Challenges facing NFTs
NFTs are still extremely new. As an industry, we have a lot to do to improve the technology. The two biggest issues being the experience of buying and selling NFTs, and building applications that can support larger numbers of transactions.
We know that NFTs are still relatively inaccessible to mainstream users. Currently, only early adopters and speculators are using blockchain-based platforms. We want to lower the entry barrier to NFTs and blockchain-based experiences by demystifying the technology (through posts like this! ).

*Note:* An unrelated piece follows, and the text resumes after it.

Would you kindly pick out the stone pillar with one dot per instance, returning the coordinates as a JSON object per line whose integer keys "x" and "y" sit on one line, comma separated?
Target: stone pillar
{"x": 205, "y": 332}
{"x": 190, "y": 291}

Centralized applications (think Netflix) scale much more easily than decentralized ones, giving us another hurdle to overcome, but this is a problem we’re actively solving.
Remember, the impact of NFTs isn’t limited to the material ownership of digital items. It extends to the emotional experience of interacting with technology — it changes the way we view our relationship with the products that we use and the content that we consume.
NFTs and Ownership
We often hear “NFTs allow users to truly own their digital items”. This is true, but it falls short. While NFTs do allow us to really own digital goods, they ultimately give artists more control over their creations, companies less control over their users, and users more control over their identity. These are far-reaching impacts that extend beyond simple ownership.
Let’s take a look at one last example that reshaped an industry, and subsequently peoples’ experience with technology. The phonograph allowed us to record and replay music way back in the early 20th century, but the next advancement came in the form of digital recording. Digital audio allowed us to continue recording music, but with a huge new range of possibilities. The control that digital audio gave musicians helped to create entirely new genres and subcultures.
Much like the shift from analogue music to digital music, NFTs are redefining our experience with online content and applications. Like any radically new and innovative technology, we can only speculate as to how NFTs will be used, but we think it’s safe to say that we’ll see some incredible things, very soon.